PEP – Post-Exposure Prophylaxis for HIV

Page last reviewed 8.10.2020

What is PEP (Post-Exposure Prophylaxis)?

PEP is a medication that effectively prevents HIV infection when taken within 72 hours of potential exposure to HIV. The national guidelines for post-exposure prophylaxis was published in 2018. The guidelines (in Finnish) can be found here.

Who is PEP meant for?

If you don’t know if your sexual partner is HIV-positive or whether they are on effective HIV medication and you did not use a condom, the following sexual situations are considered high risk in relation to HIV exposure:

  • Anal sex without a condom in sex between men.
  • Vaginal and anal intercourse without a condom with a person from a high prevalence country (for example parts of sub-Saharan Africa)
  • Vaginal or anal intercourse without a condom with a person selling or buying sex.
  • Vaginal or anal intercourse without a condom with a person who injects drugs and has a migrant background.
  • Vaginal or anal intercourse without a condom with a person living with HIV who is not on HIV medication.
The image shows pathways of when to take PEP and when not. It visualizes the same text as above under the heading "who is PEP meant for?"

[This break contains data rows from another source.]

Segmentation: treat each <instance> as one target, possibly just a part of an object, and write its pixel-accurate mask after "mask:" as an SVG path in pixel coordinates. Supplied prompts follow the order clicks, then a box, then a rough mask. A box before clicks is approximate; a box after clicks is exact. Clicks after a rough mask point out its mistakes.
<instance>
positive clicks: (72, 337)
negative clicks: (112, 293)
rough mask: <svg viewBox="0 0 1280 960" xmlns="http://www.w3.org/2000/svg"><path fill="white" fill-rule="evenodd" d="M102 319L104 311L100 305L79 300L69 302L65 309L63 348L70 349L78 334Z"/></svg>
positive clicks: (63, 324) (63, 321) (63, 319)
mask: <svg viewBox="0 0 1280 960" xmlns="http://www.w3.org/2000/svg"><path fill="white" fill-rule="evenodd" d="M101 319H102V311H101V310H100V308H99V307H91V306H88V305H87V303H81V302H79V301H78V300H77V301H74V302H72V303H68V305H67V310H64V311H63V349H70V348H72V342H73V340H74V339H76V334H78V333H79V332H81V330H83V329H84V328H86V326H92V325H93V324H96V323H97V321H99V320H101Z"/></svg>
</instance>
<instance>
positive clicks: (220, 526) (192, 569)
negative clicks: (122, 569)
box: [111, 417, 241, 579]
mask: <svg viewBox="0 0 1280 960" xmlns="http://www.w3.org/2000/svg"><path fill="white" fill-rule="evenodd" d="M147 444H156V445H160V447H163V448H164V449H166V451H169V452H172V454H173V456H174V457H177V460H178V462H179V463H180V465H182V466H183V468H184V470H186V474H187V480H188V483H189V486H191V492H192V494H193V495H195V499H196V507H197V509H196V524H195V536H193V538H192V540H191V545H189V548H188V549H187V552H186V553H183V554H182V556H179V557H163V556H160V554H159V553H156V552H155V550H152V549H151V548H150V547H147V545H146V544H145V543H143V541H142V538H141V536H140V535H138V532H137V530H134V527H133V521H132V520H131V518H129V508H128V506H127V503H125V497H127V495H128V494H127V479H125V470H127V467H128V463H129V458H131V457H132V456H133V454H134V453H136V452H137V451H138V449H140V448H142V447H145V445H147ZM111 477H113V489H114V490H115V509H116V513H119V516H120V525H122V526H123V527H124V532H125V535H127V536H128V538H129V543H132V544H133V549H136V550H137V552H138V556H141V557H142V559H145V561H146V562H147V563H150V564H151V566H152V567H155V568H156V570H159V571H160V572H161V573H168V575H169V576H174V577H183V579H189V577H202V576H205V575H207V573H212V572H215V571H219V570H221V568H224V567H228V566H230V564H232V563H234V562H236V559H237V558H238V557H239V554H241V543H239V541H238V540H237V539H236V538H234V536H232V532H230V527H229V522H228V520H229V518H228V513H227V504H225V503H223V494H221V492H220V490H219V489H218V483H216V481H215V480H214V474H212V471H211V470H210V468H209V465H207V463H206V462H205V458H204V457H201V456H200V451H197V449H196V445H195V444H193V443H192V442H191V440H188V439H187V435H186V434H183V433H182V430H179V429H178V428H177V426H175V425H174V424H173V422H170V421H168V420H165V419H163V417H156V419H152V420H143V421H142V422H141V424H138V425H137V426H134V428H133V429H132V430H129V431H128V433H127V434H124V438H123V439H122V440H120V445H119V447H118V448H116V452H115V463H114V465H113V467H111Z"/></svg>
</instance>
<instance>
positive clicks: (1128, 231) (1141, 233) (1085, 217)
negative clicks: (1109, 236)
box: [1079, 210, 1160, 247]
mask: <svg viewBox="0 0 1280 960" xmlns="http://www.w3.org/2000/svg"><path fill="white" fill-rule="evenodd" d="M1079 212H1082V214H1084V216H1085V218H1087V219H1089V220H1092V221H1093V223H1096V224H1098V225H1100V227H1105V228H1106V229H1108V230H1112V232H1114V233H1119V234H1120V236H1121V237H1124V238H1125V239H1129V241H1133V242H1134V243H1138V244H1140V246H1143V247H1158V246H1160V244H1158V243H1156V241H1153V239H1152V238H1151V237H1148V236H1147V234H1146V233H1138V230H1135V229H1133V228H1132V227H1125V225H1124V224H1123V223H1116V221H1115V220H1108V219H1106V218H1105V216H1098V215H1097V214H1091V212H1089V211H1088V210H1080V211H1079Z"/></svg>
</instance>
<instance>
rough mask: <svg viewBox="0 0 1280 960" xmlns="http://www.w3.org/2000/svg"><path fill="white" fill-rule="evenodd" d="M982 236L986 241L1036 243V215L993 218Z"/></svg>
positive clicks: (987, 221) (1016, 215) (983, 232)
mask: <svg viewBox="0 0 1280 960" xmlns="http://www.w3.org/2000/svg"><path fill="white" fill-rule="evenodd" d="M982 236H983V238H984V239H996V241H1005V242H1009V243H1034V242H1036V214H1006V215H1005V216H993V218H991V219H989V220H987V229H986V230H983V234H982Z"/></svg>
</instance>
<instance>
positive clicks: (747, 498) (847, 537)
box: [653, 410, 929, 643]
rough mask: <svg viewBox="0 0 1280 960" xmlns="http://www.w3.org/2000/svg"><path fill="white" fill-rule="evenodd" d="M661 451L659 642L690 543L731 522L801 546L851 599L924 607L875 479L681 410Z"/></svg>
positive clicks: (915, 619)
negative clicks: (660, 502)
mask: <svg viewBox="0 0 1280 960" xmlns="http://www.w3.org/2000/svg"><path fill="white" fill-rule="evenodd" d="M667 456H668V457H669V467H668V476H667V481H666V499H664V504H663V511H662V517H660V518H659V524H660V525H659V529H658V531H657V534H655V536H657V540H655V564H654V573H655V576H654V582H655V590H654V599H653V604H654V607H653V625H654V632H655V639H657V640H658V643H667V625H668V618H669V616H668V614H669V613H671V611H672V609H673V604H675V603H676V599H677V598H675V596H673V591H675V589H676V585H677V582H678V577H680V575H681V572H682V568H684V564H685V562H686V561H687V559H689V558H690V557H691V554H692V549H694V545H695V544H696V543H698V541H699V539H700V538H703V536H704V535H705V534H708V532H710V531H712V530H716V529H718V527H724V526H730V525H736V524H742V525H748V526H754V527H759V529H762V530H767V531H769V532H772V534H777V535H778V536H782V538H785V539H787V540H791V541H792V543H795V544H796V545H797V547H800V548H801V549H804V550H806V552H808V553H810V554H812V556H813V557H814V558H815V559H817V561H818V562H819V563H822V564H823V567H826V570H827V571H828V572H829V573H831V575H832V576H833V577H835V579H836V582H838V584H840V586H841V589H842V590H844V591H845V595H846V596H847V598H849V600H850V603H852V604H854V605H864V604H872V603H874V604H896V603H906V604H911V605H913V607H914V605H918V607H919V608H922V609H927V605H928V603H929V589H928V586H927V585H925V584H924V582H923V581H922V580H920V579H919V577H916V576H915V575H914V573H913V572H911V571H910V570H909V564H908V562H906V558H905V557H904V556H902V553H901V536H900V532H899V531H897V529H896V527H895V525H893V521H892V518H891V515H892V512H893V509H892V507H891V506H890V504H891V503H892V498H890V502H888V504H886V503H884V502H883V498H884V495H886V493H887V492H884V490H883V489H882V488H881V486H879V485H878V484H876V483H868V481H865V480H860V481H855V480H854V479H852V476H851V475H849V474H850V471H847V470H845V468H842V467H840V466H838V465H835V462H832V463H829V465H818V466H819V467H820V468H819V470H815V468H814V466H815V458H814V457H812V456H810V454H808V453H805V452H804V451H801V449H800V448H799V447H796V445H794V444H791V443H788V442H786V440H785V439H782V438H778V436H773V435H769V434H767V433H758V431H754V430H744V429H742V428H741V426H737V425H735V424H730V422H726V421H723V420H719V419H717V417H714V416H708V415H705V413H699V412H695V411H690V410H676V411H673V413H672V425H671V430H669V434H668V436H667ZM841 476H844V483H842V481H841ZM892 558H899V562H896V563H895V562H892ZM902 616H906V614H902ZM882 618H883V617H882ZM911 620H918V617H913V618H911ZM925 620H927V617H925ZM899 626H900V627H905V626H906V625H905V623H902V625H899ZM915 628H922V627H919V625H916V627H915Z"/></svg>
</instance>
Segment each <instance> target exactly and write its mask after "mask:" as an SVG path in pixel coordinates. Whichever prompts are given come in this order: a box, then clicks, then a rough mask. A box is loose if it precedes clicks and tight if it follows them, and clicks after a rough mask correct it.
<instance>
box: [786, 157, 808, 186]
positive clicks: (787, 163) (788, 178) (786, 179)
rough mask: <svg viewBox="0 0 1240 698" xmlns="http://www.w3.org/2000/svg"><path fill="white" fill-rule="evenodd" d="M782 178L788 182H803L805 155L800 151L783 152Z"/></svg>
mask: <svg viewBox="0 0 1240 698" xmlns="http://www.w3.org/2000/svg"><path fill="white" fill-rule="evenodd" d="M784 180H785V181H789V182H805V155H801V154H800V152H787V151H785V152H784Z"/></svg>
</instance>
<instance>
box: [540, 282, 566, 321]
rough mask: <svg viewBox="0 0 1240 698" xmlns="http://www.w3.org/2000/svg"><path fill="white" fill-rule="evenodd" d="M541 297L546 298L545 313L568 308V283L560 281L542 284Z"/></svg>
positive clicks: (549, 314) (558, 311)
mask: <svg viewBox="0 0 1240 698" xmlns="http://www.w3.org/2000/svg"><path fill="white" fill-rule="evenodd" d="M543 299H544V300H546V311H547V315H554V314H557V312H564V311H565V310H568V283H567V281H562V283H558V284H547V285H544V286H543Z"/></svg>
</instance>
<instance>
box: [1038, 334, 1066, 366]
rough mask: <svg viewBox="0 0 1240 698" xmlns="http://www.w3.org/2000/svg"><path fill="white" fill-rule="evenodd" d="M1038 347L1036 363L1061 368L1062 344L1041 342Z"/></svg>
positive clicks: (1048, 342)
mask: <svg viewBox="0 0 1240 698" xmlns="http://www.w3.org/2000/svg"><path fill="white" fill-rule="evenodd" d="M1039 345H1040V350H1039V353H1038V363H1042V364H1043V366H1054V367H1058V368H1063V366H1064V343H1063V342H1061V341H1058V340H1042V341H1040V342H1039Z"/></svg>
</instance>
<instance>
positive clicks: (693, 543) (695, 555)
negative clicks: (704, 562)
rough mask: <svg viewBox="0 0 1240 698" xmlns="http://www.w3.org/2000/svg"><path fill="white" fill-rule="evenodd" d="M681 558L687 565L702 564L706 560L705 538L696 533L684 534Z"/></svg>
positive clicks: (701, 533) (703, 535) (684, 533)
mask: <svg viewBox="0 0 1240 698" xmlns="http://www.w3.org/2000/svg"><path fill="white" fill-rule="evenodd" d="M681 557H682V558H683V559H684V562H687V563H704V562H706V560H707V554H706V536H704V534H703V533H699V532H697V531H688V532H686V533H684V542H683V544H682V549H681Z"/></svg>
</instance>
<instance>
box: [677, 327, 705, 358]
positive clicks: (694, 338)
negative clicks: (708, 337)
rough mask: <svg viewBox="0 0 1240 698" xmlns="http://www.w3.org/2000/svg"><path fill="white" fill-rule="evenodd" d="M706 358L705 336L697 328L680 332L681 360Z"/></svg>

Additionally it includes instructions on when not to use PEP. PEP is not needed when a condom was in use during the intercourse or when the sexual partner is on effective HIV medication.

How is it used?

A doctor can prescribe PEP after situations where you have an elevated HIV risk. The medication has to be started within 72 hours of the unprotected sexual intercourse. The earlier the medication is started the better it protects against HIV. Any doctor can determine the need for PEP after which a referral is made to a doctor specialized in infectious diseases. If you have had a high risk situation, contact your health center or emergency health center.

Before starting the PEP medication, you will be tested for HIV to make sure you are not HIV positive already. The medication is taken as a 28 day course. An HIV test is conducted both right after the 28 days and four months after the exposure to HIV.

Undetectable = Untransmittable

A person living with HIV who is on medication does not transmit HIV when the virus level is undetectable. Not even through unprotected sex.

Travel related HIV

Approximately half of HIV infections among Finnish people are travel related. The prevalence of HIV is significantly higher in many travel destinations than it is in Finland. Finnish people have been infected with HIV in Sub-saharan Africa, Thailand, Estonia and Russia, as well as European countries such as Germany and Spain. In some countries, such as Thailand (link in Finnish), it is possible to access PEP medication with a prescription in private hospitals.

Partners of injecting drug users

The prevalence of HIV among Finnish injecting drug users is very low, less than one percent. If you have a sexual partner who is a foreign injecting drug user, your HIV risk increases.